A fé cristã ousa afirmar algo que ultrapassa os sonhos religiosos de todas as épocas: o ser humano não foi feito apenas para “ver” o divino, mas para participar da própria vida de Deus, sem perder a sua humanidade. Não se trata de exagerar virtudes humanas até o infinito, mas de acolher um dom que nos eleva acima de nós mesmos — graça agora, glória ao fim.
1) Sonhos humanos e revelação: duas curvas opostas
As mitologias antigas, por mais elevadas que sejam, projetam nos deuses as grandezas e as feridas humanas. Vê-se ciúme e rivalidade (Hera perseguindo Hércules por ser filho de Zeus), capricho e sedução (Zeus transformando-se para raptar Europa), ira guerreira (Ares ferido por Diomedes na Ilíada), intrigas familiares (Cronos devorando os filhos para preservar o próprio poder). Entre os nórdicos, o destino é implacável: os deuses morrem em Ragnarök; Thor cai após enfrentar a serpente do mundo, Odin sucumbe ao lobo. São potências impressionantes, mas finitas, passionais, mutáveis, vulneráveis.
O cristianismo, ao contrário, não nasce de projeções: nasce da revelação. Deus não é um “super-homem”; é o Ser mesmo, supremo, simplicíssimo e perfeito, fonte de todo bem, verdade e beleza. E, admiravelmente, abre aos mortais uma comunhão real consigo: para que sejamos “deuses por participação”, filhos no Filho.
2) Analogia: o ferro no fogo
Essa analogia é uma das mais belas e didáticas dos santos orientais, retomada por Santo Tomás, para explicar a diferença fundamental entre natureza e graça por participação.
A Natureza Divina: O fogo possui o calor e o brilho por sua própria essência. Ele é calor e luz por natureza.

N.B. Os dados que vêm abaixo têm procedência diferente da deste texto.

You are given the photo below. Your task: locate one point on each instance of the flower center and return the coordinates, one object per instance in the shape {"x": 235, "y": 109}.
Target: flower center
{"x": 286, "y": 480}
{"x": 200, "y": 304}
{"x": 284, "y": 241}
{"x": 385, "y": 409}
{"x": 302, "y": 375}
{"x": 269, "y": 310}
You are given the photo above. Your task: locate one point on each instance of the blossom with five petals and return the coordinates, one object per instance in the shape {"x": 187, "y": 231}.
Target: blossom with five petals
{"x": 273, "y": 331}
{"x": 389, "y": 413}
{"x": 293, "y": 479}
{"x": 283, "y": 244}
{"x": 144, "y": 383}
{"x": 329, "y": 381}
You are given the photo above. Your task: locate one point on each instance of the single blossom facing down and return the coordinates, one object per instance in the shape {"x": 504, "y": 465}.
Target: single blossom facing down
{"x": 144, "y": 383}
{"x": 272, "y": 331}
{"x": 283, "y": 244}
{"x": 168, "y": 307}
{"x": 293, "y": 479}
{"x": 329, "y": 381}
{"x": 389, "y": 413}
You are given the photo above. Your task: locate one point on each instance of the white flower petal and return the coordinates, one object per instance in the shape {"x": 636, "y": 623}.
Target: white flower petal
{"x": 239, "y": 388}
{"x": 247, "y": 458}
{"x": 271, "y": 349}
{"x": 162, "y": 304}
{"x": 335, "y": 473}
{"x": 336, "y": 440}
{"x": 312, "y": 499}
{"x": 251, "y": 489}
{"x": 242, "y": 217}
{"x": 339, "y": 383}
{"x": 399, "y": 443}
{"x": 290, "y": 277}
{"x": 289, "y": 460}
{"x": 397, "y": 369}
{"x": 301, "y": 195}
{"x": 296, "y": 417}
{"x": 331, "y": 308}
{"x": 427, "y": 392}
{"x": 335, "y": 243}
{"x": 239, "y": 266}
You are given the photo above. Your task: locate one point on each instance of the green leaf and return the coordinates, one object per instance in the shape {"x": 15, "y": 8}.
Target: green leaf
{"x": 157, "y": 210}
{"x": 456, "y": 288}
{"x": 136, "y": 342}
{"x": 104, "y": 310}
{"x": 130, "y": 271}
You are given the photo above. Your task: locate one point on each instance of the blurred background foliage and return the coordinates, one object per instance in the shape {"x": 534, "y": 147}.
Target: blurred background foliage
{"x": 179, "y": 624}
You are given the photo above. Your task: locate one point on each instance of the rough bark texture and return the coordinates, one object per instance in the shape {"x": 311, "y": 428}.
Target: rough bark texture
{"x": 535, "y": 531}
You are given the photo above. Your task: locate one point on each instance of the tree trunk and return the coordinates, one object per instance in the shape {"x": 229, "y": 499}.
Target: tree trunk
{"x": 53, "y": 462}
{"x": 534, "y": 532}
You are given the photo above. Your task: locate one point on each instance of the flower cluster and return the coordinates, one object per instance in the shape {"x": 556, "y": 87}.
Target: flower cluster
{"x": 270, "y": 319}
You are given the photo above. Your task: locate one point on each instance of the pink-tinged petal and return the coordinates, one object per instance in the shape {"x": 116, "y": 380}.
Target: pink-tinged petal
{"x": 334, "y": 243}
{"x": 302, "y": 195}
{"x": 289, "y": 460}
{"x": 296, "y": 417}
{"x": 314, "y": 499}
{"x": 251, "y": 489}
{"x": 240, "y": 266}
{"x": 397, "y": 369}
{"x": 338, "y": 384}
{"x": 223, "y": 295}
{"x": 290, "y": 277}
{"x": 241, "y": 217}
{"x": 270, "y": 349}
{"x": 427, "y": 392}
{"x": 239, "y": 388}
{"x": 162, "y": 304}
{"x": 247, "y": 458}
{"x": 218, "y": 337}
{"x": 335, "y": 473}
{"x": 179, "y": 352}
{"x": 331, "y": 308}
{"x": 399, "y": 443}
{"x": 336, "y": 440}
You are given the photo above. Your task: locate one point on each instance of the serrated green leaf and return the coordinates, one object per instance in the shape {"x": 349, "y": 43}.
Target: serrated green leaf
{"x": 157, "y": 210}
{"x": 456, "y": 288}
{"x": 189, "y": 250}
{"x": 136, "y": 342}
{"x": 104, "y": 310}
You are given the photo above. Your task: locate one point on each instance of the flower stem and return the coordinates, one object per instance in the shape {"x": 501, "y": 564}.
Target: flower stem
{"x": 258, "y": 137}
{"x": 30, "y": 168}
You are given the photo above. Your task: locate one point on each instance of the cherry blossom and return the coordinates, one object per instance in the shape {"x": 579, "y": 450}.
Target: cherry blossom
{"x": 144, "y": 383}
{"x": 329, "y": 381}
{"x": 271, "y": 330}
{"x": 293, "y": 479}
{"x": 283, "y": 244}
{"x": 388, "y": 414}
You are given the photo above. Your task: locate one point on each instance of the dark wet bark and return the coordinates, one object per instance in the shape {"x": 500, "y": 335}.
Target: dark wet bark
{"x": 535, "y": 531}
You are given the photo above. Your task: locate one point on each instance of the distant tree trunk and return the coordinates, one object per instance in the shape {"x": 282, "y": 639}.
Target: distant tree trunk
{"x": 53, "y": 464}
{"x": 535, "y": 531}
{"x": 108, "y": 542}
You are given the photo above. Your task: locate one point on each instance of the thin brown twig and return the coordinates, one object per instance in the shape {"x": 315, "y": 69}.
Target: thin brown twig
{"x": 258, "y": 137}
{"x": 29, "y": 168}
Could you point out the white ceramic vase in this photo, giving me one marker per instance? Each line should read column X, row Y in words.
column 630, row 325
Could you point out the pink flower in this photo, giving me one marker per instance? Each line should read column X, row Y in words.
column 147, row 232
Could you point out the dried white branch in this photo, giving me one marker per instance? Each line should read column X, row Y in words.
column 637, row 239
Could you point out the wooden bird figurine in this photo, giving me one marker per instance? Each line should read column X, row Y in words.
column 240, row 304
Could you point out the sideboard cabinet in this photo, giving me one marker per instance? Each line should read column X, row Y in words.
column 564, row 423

A Participação da Graça: O ferro, por sua natureza, não tem calor nem brilho. No entanto, quando exposto ao fogo, ele participa das propriedades do fogo. Ele se torna quente e brilhante, mas não deixa de ser ferro. Se o fogo for removido, ele volta ao seu estado original.
Da mesma forma, o ser humano não é Deus por natureza. A graça santificante é o “fogo divino” que é comunicado à alma do cristão. Quando o homem está em perfeita união com Deus, ele participa das propriedades divinas, como a imortalidade, a beleza e a sabedoria, sem nunca se tornar Deus em essência. Essa participação é um dom, uma dádiva da graça, que leva a natureza humana à sua máxima perfeição.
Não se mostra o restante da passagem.